SoftBank's share price jumped to its highest level in 20 years, in light of expectations that the company will resort to delisting the listing of its shares on the stock exchange.
According to Arabiya Net, last March the company announced a plan to sell assets amounting to about $ 43 billion to finance the buyback of its shares of $ 24 billion After that, founder and CEO Masayoshi Son of the company announced that it would continue a program of selling assets to finance a major acquisition or delisting the company from the stock market.
The company sold about $ 14 billion in shares of Alibaba, in addition to another stake in T-Mobile and its subsidiary Arm.
Nvidia and Arm Holdings said, earlier, that the first would buy the British chip designer from SoftBank Group for up to $ 40 billion in a deal that would reshape the semiconductor industry. Connectors worldwide.

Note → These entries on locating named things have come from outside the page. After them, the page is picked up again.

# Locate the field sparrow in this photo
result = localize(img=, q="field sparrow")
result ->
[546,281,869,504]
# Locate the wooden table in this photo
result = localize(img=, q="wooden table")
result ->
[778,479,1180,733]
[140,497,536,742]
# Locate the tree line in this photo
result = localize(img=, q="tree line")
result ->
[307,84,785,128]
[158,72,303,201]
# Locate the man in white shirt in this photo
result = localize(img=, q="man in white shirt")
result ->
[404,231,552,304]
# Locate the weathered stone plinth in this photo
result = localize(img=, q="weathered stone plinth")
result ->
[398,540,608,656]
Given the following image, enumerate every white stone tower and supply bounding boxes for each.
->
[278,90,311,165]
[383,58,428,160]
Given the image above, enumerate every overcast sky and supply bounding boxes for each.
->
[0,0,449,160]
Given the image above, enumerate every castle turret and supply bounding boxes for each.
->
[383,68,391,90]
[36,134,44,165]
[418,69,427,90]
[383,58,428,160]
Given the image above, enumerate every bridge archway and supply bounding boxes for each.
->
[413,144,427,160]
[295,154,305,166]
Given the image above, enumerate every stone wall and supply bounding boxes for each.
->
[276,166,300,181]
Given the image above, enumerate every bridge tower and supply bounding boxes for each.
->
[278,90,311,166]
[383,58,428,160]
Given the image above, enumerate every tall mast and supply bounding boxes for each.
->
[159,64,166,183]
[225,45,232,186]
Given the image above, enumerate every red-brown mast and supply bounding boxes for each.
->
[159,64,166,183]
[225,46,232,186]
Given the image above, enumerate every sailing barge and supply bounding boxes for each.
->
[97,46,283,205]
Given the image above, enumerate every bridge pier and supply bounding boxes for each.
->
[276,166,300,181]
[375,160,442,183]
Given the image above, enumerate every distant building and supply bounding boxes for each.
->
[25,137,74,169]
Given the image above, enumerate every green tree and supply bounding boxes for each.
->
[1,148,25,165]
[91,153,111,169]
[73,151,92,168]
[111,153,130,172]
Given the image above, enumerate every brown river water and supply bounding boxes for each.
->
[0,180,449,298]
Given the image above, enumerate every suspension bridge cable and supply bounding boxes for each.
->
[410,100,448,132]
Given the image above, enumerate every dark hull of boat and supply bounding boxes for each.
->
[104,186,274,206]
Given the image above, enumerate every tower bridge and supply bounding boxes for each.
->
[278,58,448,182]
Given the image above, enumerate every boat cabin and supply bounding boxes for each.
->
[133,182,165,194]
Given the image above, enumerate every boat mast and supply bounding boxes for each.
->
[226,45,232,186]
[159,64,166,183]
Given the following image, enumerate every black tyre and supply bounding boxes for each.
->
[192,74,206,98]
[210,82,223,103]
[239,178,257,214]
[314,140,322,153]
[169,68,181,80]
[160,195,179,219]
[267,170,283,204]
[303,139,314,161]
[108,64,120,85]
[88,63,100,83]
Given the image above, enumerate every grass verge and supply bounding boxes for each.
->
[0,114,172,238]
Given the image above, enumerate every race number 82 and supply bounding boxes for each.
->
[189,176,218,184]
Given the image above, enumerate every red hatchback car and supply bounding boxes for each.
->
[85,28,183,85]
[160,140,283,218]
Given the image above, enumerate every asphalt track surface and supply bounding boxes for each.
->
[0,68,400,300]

the deal places a vital resource for Apple and many other companies in the sector under the control of a single player, and is likely to face opposition from regulators and competitors of Nvidia, the largest US producer For chips by market value.
As for Softbank, the deal is an early exit from ARM, which it bought just four years ago for $ 32 billion.
CEO Masayoshi Son has been counting too much on Aram's future, but he is reducing his stakes in important liquidity management assets.
The deal includes $ 21.5 billion in shares and Nvidia will pay Softbank $ 12 billion in cash, including two billion upon signature. Under the deal, SoftBank and the $ 100 billion Vision Fund, which has a 25% stake in ARM, will acquire between 6.7 and 8.1% in Nvidia.
Nvidia CEO Jensen Huang said the deal, which boosts his data center chip sector, supports competition.
He said the industry will see, for the first time in its history, a real alternative to Intel Corp's dominance of the sector.
As the prospects for opposition loomed, Hwang said he would maintain the neutral licensing model pursued by Aram and expand it by granting Nvidia its intellectual property licenses as well for the first time.
The British company does not produce the chips, but rather sells licenses for the technology used to manufacture them.